A project in rural Kenya has been studying the possible effects of climate change on mental health.

A survey of nearly 15,000 women produced concerning signs, with results suggesting droughts and heat waves are linked with much higher levels of suicidal thoughts.

In Kaloleni, Kilifi County, Elizabeth Amina Kadenge briskly works on her three acre plot under the scorching mid-morning sun.

For decades, the 41-year-old mother of three has tilled this land and it has been her family's main source of food.

However, the harvests have become unpredictable in the recent years.

“It has been very stressful because farming is also my business. When I farm the way I know, some of my maize is for food, and some of it is for my business.
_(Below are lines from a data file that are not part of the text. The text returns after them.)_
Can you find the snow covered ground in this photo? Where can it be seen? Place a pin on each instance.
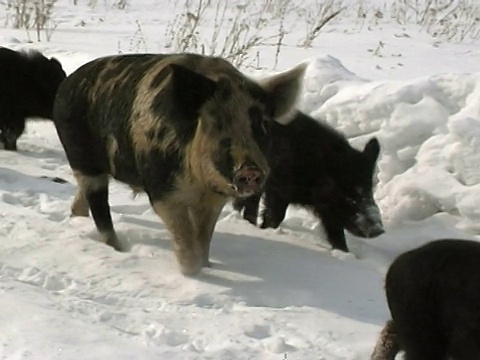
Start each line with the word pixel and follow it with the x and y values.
pixel 271 294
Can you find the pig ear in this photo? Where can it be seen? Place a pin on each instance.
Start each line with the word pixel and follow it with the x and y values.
pixel 190 89
pixel 282 93
pixel 372 149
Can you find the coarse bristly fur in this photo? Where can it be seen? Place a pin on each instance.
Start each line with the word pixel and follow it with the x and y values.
pixel 179 128
pixel 28 83
pixel 314 166
pixel 433 293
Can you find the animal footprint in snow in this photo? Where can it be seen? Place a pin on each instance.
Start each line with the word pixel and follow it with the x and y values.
pixel 166 336
pixel 258 331
pixel 40 278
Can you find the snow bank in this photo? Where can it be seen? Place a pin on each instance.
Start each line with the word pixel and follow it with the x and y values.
pixel 429 129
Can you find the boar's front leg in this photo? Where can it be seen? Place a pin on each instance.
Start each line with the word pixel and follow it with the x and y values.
pixel 333 229
pixel 92 192
pixel 205 216
pixel 178 219
pixel 274 212
pixel 249 206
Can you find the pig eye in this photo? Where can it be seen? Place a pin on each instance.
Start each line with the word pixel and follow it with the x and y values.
pixel 351 202
pixel 256 119
pixel 226 144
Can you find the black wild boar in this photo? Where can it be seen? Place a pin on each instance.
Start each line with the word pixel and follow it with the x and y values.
pixel 179 128
pixel 28 83
pixel 314 166
pixel 433 293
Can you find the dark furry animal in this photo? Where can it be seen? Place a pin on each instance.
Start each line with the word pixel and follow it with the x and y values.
pixel 178 127
pixel 28 83
pixel 312 165
pixel 433 293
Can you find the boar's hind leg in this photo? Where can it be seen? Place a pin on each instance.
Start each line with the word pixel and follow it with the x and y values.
pixel 333 229
pixel 12 129
pixel 387 346
pixel 93 192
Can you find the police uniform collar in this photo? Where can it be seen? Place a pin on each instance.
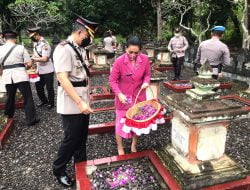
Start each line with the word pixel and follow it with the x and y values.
pixel 138 58
pixel 70 39
pixel 41 40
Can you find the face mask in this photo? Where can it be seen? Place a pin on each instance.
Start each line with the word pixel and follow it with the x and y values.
pixel 177 34
pixel 85 42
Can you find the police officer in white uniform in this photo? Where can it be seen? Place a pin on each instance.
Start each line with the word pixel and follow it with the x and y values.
pixel 177 47
pixel 13 59
pixel 214 51
pixel 45 68
pixel 72 97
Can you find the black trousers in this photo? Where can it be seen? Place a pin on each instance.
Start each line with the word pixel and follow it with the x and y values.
pixel 74 142
pixel 177 63
pixel 48 81
pixel 29 108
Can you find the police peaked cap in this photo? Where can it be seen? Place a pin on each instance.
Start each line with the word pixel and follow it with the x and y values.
pixel 33 31
pixel 9 33
pixel 89 25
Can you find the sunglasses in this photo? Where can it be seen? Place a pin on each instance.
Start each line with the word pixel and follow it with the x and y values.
pixel 133 52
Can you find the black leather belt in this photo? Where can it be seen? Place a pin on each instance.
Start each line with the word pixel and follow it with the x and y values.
pixel 83 83
pixel 13 66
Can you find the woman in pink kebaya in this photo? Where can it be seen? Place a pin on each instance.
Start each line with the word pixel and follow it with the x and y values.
pixel 130 73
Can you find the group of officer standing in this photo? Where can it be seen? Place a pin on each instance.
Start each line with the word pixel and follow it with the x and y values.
pixel 15 60
pixel 73 82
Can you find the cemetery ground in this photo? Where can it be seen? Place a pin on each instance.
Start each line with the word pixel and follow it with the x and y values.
pixel 26 160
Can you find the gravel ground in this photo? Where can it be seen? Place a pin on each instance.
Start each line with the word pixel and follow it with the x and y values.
pixel 25 162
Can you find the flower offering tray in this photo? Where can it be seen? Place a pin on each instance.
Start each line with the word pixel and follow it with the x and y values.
pixel 6 131
pixel 163 68
pixel 116 173
pixel 178 86
pixel 98 71
pixel 102 105
pixel 101 93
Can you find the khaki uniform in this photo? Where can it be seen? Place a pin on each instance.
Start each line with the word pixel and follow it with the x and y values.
pixel 75 123
pixel 45 71
pixel 108 44
pixel 178 46
pixel 215 52
pixel 42 48
pixel 66 60
pixel 17 78
pixel 18 55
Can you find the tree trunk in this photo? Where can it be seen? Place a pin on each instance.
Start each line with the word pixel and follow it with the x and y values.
pixel 244 23
pixel 159 20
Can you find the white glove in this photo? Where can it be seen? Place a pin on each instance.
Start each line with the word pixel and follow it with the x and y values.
pixel 145 85
pixel 122 98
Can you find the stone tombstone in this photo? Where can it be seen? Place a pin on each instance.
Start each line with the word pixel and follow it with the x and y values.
pixel 150 49
pixel 101 57
pixel 163 56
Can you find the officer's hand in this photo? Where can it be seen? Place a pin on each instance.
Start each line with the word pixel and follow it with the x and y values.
pixel 84 108
pixel 145 85
pixel 122 98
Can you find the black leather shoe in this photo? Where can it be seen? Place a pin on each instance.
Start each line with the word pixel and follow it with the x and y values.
pixel 50 106
pixel 34 122
pixel 64 180
pixel 42 104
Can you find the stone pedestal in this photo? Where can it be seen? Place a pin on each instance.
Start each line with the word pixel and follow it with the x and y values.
pixel 100 57
pixel 150 52
pixel 193 176
pixel 163 57
pixel 198 142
But if it fails, I have no food and no business,” she explains.

To address the anxiety brought about by unreliable weather, Kadenge has switched out maize for cassava, which is less fickle.
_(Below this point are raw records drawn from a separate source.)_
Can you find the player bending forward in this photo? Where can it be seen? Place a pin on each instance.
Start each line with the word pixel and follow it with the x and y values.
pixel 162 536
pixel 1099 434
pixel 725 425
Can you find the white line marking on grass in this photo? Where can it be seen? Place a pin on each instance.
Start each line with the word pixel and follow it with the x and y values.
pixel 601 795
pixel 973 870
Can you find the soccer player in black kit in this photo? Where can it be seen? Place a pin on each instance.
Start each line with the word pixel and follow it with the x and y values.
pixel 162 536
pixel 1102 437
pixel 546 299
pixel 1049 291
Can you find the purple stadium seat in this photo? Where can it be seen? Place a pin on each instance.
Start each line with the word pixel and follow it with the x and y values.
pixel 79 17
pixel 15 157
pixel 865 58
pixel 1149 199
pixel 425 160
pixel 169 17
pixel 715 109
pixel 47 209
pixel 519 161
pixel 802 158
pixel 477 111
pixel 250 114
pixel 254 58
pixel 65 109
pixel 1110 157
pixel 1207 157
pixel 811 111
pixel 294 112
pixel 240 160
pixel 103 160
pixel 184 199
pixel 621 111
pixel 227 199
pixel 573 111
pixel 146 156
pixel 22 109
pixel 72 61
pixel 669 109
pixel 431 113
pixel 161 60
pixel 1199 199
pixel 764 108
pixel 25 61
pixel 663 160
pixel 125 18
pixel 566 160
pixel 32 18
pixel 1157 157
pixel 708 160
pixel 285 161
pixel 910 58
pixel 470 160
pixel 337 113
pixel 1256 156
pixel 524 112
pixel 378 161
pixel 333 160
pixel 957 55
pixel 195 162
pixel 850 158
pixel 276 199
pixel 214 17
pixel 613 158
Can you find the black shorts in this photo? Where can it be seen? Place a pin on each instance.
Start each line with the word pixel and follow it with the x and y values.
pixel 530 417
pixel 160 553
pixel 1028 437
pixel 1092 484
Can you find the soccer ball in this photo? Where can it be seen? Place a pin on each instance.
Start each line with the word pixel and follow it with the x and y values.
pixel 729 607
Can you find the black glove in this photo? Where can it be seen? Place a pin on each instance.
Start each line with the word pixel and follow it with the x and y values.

She is not the only one adapting to survive.

In Europe a changing climate is also impacting food production.

In August France’s largest wildfire in decades burnt more than 160 square kilometers (62 square miles) in the country's southern wine region and claiming one life, local authorities said.
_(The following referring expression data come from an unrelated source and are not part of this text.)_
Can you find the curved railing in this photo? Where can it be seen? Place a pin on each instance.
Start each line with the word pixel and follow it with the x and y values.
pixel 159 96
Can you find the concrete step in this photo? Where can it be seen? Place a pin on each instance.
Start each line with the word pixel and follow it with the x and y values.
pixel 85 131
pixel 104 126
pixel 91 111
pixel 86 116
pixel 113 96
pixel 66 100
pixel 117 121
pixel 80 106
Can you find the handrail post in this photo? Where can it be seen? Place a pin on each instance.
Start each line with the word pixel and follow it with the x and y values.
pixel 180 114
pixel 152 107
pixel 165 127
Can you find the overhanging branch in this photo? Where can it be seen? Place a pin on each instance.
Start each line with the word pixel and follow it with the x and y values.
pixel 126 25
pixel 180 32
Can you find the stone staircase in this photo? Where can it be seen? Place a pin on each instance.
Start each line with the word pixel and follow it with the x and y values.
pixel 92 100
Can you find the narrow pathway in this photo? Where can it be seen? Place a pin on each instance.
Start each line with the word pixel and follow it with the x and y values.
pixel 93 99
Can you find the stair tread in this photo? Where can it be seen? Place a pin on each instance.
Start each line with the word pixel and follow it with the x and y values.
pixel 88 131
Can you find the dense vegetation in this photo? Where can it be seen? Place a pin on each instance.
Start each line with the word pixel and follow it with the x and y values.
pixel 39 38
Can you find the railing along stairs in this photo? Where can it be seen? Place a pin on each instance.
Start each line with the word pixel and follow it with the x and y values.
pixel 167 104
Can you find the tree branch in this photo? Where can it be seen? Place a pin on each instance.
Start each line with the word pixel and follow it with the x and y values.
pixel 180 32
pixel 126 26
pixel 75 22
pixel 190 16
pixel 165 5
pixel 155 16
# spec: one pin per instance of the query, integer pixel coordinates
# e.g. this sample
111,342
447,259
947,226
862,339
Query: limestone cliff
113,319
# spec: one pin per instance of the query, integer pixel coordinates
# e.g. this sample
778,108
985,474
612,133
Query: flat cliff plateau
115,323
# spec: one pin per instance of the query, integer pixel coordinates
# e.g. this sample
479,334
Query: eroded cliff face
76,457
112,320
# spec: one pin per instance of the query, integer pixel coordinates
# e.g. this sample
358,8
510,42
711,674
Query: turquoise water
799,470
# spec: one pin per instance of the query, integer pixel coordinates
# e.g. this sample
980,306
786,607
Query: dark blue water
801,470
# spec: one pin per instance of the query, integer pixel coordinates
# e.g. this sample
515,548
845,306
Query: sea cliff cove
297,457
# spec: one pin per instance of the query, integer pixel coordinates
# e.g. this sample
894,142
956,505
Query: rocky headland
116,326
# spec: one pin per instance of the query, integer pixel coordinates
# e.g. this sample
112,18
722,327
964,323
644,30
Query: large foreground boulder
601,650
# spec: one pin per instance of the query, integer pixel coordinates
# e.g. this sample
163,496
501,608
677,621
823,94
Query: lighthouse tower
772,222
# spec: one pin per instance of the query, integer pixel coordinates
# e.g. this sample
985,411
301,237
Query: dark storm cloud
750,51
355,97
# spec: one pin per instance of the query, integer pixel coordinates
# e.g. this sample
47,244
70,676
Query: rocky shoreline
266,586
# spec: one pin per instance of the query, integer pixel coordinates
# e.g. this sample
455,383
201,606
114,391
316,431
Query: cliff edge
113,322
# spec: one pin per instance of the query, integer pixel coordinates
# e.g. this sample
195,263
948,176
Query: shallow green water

Officials estimate 80% of local vines were either destroyed or damaged — and even the grapes that survived may be too smoke-tainted to produce quality wine.

“The vineyards are burnt and the landscape is gone,” said Batiste Caval, a seventh-generation winemaker near Saint-Laurent-de-la-Cabrerisse.

Caval, who owns 60 of the 400 hectares farmed by a local cooperative, said the fire may tip already struggling winemakers into crisis after years of drought and other harsh weather.

Switzerland's glaciers have faced “enormous” melting this year with a 3% drop in total volume — the fourth-largest annual drop on record — due to the effects of global warming, top Swiss glaciologists reported in October.

The Glamos monitoring network and the Swiss Academy of Sciences say the shrinkage this year means ice mass in Switzerland — home to the most glaciers in Europe — has declined by one-quarter over the last decade.

Matthias Huss, a glaciologist, called it an "extreme ice loss."

"Since the year of 2015, in 10 years, we have lost one quarter of the total ice volume. This is more than ever."

More than 1,000 small glaciers in Switzerland have already disappeared, the experts said.

The U.N. COP30 climate talks take place in Belem, Brazil from 10 November – 21 November 2025.